Enormous supercluster of galaxies discovered
An international team of astronomers, including Leiden's Maciej Bilicki, has discovered an enormous supercluster of galaxies. The supercluster had previously been overlooked because it was obscured by our own Milky Way. The researchers are publishing their findings in the Monthly Notices of the Royal Astronomical Society Letters.
Thousands of galaxies
Astronomers from South Africa, the Netherlands, Germany and Australia discovered the supercluster after they had found eight smaller clusters of galaxies in the southern constellation of Vela (Zeilen), using the Southern African Large Telescope. They then directed the Anglo-Australian Telescope in Australia at this same region and discovered thousands more galaxies.
Superclusters of galaxies are the biggest and most massive structures in our universe. The best known supercluster is the Shapley Supercluster at around 650 million light-years away from Earth. This supercluster contains thousands of galaxies, each of which in turn contains billions of stars. The newly discovered Vela Supercluster is 800 million light-years away and the indications are that it is even more massive than Shapley.

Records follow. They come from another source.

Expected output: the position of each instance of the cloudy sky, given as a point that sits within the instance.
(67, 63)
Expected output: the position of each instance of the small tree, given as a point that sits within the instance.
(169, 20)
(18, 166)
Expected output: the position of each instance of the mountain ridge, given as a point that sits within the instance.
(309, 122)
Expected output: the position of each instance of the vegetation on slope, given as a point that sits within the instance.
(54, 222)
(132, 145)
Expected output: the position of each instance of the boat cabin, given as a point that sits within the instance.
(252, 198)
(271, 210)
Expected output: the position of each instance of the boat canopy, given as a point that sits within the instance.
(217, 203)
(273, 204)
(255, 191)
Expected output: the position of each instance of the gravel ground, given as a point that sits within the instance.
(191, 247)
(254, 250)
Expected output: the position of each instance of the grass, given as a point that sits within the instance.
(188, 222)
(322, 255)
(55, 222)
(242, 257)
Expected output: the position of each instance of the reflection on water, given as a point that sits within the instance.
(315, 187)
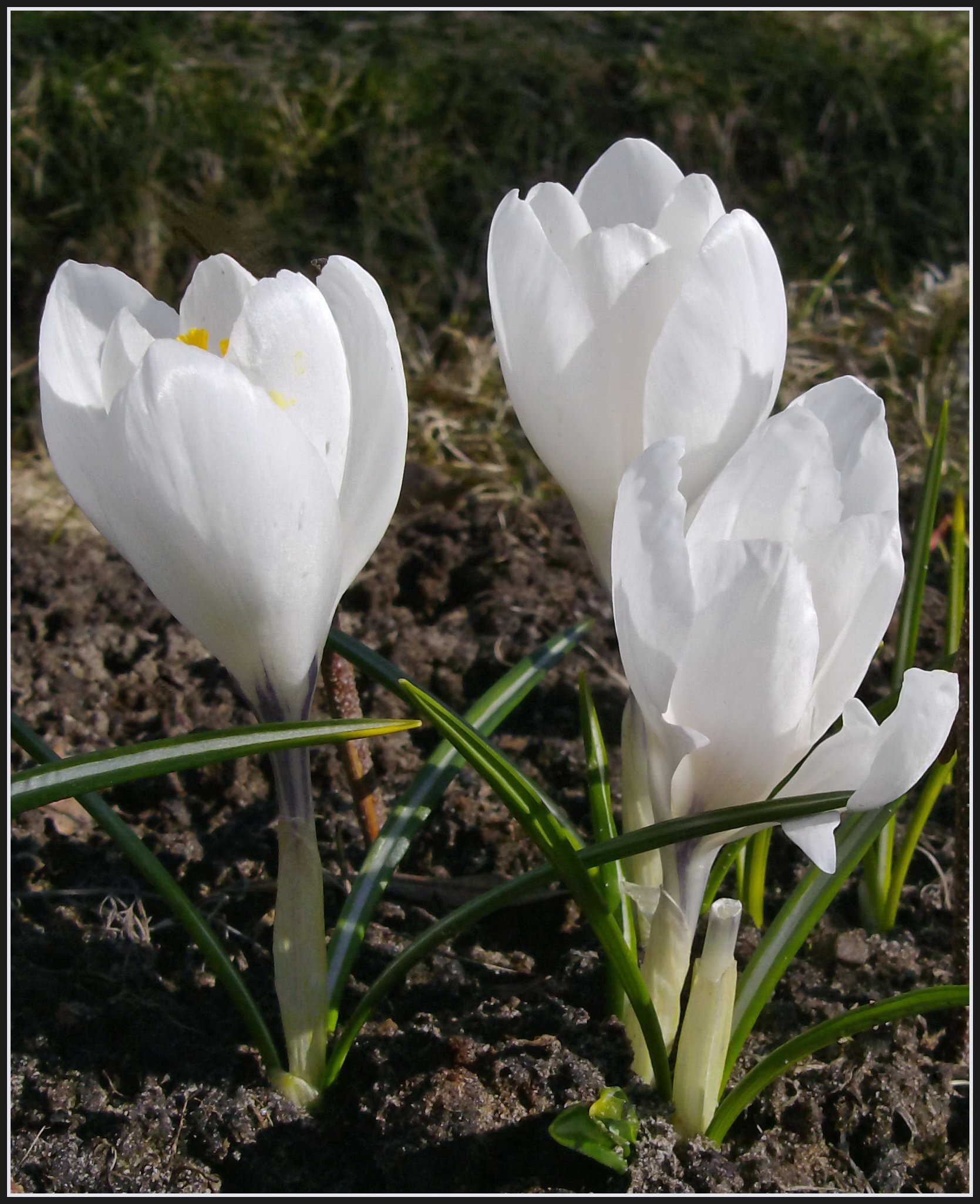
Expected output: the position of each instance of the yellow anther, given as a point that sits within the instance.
(196, 338)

Effect on our own Milky Way
Co-author Maciej Bilicki (Leiden Observator) says, 'The Vela Supercluster is quite a long way off, but because it is so enormous and so massive, it can influence the movement of our own Milky Way and our neighbouring galaxies.' Lead researcher Renée Kraan-Korteweg (University of Cape Town, South Africa) has been mapping galaxies that are hidden behind the dust clouds and stellar clouds of our Milky Way for many years. 'When I saw the measurements coming in, I couldn't believe that such an enormous structure could remain hidden until now.'
Planned measurement campaign
The astronomers are intending to carry out further studies on the supercluster. Extensive measurement campaigns are planned over the coming years using different optical telescopes and radiotelescopes that will explore the so-called 'Zone of Avoidance', the region obscured by our own Milky Way.